Activation of the tumour suppressor protein p53 rapidly inhibits protein synthesis. This is associated with dephosphorylation and cleavage of initiation factor eIF4GI and the eIF4E-binding protein 4E-BP1. When the activation of p53 is reversed within 16 h 4E-BP1 becomes rephosphorylated, the level of intact eIF4GI slowly increases and protein synthesis gradually recovers.
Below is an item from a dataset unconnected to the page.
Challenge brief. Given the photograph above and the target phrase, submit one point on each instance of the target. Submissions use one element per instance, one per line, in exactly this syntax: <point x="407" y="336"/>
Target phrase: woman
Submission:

The recovery of protein synthesis is partially blocked by rapamycin and wortmannin but not by the protein kinase inhibitors PD98059 and CGP74514A. Both rapamycin and wortmannin, but not PD98059 or CGP74514A, delay the reappearance of eIF4GI. In contrast, full-length 4E-BP1 rapidly becomes rephosphorylated and this process is partially inhibited by rapamycin, PD98059 and CGP74514A. Thus, activation of p53 results in the inhibition of distinct rapamycin- and wortmannin-sensitive pathways that target eIF4GI, and rapamycin-sensitive and -insensitive pathways that target 4E-BP1. Following inactivation of p53 the gradual recovery is determined largely by the kinetics of restoration of eIF4GI rather than by the rephosphorylation of full-length 4E-BP1. These findings suggest that the ability of cells to rephosphorylate 4E-BP1, resynthesise eIF4GI and restore the rate of protein synthesis after inactivation of p53 is an important aspect of recovery following the relief of physiological stress.